Ao afirmar que as condições da ação são condições essenciais para o exercício da função jurisdicional com relação ao mérito da demanda, Liebman está a dizer, a contrário sensu, que tais condições não são essenciais para o exercício da função jurisdicional com relação às questões de natureza meramente processual, como é o caso da perquirição sobre aquelas condições, já que o direito de ação é um direito de natureza processual. Tanto é assim que ele assevera que, como predito, "toda decisão sobre as condições da ação é decisão sobre o processo".41 Portanto, é de se entender que, para Liebman, a atividade do juiz e, em conseqüência, o provimento por ele emitido sobre a presença ou não das condições da ação tem, sim, natureza jurisdicional, como não poderia deixar de ser.
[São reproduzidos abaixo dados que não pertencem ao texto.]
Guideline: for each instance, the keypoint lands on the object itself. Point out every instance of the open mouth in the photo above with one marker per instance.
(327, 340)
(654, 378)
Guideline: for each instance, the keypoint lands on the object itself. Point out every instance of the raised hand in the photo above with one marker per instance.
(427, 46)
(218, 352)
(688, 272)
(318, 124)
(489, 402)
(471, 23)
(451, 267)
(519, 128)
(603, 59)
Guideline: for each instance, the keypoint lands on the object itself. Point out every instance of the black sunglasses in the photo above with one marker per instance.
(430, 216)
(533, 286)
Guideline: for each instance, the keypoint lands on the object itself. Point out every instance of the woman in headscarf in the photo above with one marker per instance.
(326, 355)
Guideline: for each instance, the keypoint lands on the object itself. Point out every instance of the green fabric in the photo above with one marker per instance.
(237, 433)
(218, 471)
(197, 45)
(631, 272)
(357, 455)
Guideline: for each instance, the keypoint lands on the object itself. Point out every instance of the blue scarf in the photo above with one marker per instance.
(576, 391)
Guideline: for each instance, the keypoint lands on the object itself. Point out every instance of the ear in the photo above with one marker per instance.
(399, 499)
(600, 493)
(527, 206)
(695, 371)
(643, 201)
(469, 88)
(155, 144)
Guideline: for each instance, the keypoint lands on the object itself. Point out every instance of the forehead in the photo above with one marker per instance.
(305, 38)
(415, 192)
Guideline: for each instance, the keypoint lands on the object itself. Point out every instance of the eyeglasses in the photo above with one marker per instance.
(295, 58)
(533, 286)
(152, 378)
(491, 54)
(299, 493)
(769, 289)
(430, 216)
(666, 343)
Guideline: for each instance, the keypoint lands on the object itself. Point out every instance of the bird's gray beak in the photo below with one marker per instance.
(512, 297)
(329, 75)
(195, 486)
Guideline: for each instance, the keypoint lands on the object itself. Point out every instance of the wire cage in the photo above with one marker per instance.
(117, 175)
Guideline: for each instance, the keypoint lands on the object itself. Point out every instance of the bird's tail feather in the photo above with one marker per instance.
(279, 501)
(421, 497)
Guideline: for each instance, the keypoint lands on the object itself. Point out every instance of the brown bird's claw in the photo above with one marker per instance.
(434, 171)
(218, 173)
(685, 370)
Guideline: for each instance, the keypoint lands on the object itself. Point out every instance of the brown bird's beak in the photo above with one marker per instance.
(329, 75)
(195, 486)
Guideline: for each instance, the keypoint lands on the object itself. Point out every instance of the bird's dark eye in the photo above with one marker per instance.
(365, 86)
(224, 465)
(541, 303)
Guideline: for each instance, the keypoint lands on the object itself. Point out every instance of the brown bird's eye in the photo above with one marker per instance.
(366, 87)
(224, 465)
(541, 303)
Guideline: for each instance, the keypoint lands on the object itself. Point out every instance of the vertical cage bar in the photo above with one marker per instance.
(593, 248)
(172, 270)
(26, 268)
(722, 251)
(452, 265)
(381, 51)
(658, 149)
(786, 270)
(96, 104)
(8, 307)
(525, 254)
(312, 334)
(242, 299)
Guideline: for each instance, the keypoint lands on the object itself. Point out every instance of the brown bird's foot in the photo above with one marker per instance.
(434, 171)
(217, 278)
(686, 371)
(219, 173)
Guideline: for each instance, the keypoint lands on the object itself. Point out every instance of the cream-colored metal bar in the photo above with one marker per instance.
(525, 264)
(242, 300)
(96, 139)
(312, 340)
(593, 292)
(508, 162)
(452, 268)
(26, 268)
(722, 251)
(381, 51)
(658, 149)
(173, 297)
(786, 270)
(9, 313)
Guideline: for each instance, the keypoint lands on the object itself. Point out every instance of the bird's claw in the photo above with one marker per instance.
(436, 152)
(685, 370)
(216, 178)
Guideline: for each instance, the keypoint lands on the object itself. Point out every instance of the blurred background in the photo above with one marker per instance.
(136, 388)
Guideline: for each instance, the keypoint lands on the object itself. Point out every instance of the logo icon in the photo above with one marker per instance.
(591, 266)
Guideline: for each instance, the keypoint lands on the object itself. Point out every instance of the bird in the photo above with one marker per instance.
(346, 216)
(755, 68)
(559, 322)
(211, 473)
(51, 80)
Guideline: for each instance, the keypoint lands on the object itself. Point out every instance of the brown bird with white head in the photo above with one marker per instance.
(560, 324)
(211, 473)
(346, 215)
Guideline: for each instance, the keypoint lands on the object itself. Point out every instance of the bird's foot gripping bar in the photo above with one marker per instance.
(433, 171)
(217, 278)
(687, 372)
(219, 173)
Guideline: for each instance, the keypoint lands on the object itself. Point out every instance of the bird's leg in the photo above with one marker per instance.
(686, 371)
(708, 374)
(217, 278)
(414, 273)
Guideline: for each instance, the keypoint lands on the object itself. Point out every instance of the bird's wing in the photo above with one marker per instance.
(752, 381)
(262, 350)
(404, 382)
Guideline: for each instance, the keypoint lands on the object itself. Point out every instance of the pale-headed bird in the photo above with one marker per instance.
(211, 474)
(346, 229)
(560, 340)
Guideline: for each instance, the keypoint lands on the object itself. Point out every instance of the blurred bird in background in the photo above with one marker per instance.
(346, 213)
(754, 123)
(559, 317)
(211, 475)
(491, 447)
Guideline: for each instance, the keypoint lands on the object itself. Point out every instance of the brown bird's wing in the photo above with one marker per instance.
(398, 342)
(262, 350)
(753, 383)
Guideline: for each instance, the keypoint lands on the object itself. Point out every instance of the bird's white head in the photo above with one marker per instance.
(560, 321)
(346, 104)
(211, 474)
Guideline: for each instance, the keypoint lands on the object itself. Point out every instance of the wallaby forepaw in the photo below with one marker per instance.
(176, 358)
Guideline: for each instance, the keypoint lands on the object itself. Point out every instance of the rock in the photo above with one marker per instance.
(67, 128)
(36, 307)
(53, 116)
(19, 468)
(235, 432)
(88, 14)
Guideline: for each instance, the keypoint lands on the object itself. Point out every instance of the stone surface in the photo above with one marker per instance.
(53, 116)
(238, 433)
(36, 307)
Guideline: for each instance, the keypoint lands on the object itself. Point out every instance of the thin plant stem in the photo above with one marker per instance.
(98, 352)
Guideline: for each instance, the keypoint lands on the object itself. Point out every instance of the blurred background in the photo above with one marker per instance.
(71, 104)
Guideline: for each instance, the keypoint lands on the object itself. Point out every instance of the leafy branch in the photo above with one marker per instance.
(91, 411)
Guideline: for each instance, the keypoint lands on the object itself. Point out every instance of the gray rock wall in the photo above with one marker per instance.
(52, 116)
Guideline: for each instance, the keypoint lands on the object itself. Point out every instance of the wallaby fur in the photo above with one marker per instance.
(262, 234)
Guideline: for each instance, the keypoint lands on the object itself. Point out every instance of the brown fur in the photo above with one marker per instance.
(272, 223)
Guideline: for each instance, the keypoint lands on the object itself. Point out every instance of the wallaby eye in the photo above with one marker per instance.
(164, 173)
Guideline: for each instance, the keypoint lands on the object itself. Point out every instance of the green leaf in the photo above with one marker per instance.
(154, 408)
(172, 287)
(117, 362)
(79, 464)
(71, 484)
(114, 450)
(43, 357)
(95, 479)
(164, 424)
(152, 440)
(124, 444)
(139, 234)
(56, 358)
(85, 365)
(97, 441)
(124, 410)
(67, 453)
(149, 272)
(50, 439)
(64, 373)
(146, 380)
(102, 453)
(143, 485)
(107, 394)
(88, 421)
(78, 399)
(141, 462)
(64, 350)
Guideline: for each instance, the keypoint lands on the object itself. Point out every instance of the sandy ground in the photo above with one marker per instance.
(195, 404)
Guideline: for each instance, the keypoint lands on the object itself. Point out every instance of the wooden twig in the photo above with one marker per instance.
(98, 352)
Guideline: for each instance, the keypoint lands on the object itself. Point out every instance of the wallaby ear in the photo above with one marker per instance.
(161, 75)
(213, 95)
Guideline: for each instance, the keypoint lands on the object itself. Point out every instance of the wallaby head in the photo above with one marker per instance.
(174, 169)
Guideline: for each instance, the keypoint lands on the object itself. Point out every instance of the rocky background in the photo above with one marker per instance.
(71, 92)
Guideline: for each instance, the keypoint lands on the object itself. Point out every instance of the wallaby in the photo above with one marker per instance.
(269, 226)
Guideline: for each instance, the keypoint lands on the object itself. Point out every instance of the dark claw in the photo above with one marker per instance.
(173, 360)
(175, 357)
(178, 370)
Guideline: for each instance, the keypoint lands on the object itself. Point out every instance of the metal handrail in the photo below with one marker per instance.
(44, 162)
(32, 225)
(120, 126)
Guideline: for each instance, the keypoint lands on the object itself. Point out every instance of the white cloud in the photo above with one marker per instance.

No que diz respeito ao segundo aspecto, afirma Fábio Gomes42, com espeque em Victor Fairén Guillén, que faltou a Liebman explicar se, dada a inexistência de função jurisdicional, existiria ou não processo na fase preliminar ao exame do mérito e que a conseqüência dessas indefinições é que nunca se saberia ao certo quando se teria por iniciado um processo, enquanto não demonstrada a presença das condições da ação.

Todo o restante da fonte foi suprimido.